From Stan Vanderbeek's SCIENCE FRICTION.

Join us at the FMC Screening Room (475 Park Ave. South, New York, NY) on FRIDAY, JANUARY 20th at 7pm for a program of sci-fi-themed avant-garde shorts, curated by Julia Curl.

TICKETS

Three, two, one... blast off! The films in this program play with the notion of “sci fi,” interrogating scientific depictions of reality and inviting us to wonder—where does science end and fiction begin? Many of these works appropriate educational or medical footage, interrupting anatomical diagrams or depictions of physics with hand-painted interventions; they draw attention to the ways in which the scientific impulse to observe, catalogue, and classify can become absurd.
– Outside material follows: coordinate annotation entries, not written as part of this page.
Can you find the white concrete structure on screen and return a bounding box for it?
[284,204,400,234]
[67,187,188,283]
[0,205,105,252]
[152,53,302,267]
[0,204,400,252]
This absurdity can be comical—as in Stan VanDerBeek’s SCIENCE FRICTION—and it can also be alienating, as we see in Lana Lin’s STRANGER BABY. As a genre, science fiction often deals with themes of estrangement, providing us an intergalactic framework through which to confront the problems of our everyday existence.

PROGRAM:

  1. J. J. Murphy, SCIENCE FICTION (1979, color, sound, 5 min)
  2. Stan VanDerBeek, SCIENCE FRICTION (1959, color, sound, 9 min)
  3. Joel Schlemowitz, BAGATELLE BIOLOGIQUE (2000, B&W, sound, 4 min)
  4. Jud Yalkut, D.M.T. (1966, color, sound, 3 min)
  5. Lana Lin, STRANGER BABY (1995, color, sound, 14 min)
  6. Marie Menken, HURRY! HURRY! (1957, color, sound, 3 min)
  7. Frank Cantone Jr., VISITOR (1985, B&W, silent, 2.5 min)
  8. Ray Craig, ON THE BEACH (1962, color, sound, 8.5 min)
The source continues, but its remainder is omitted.